As for First Majestic’s valuation, the stock may be down ~70% from its highs, but it’s still not offering any margin of safety, trading at ~21.1x FY2024 free cash flow estimates of $87 million, one of the steepest free cash flow multiples sector-wide. In fact, investors today can buy a much stronger and diversified company like Barrick Gold (GOLD) at less than 15x FY2024 free cash flow estimates, and a far cheaper P/NAV multiple. This is because Barrick trades at less than 1.1x P/NAV vs. First Majestic at over 3.0x P/NAV, one of the highest P/NAV multiples sector-wide that’s hardly justified by its low-margin and Mexico-concentrated silver business. So, using what I believe to be a more conservative multiple of 14x forward free cash flow for First Majestic, I continue to see a fair value for the stock of US$4.00 per share.
This doesn’t mean that the stock must drop in a straight line, and as we’ve seen over the past few years, First Majestic has consistently traded at a premium, meaning that it may never trade down to what I believe to be its fair value (US$4.00). That said, with its per share metrics plunging following significant share dilution (ATM sales and purchase of Jerritt Canyon) with little to show for the Jerritt Canyon acquisition combined with continued tax dispute risk and a souring sentiment for Mexican producers, I don’t see any way to justify owning the stock at current levels. Hence, if we were to see any rallies above US$7.30 before October, I would view these as profit-taking opportunities.

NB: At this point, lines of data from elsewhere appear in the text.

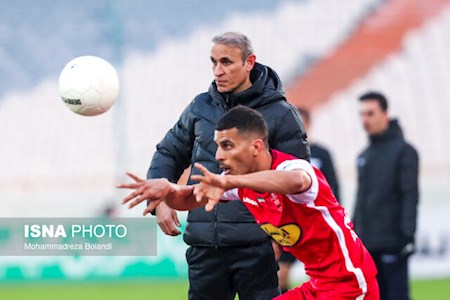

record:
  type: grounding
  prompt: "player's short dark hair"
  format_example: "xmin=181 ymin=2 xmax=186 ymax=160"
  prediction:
xmin=359 ymin=92 xmax=388 ymax=111
xmin=216 ymin=105 xmax=269 ymax=147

First Majestic Silver delivered one of the weakest Q2 reports among its peer group of small-cap producers, reporting razor-thin AISC margins below 20%, another quarter with free cash outflows, and we’ve seen over 5% share dilution year-to-date. Worse, tax dispute uncertainty continues to loom over the stock, the strong Mexican Peso will make it difficult to improve margins for its Mexican business in Q3, and it still trades at a steep valuation despite its continued underperformance. And while this doesn’t mean that the stock must continue its decline, I don’t see any way to justify owning the stock from an investment standpoint, especially with several stronger buy-the-dip candidates elsewhere in the sector. In summary, I continue to see AG as an Avoid, and a name I would trim or liquidate on sharp rallies.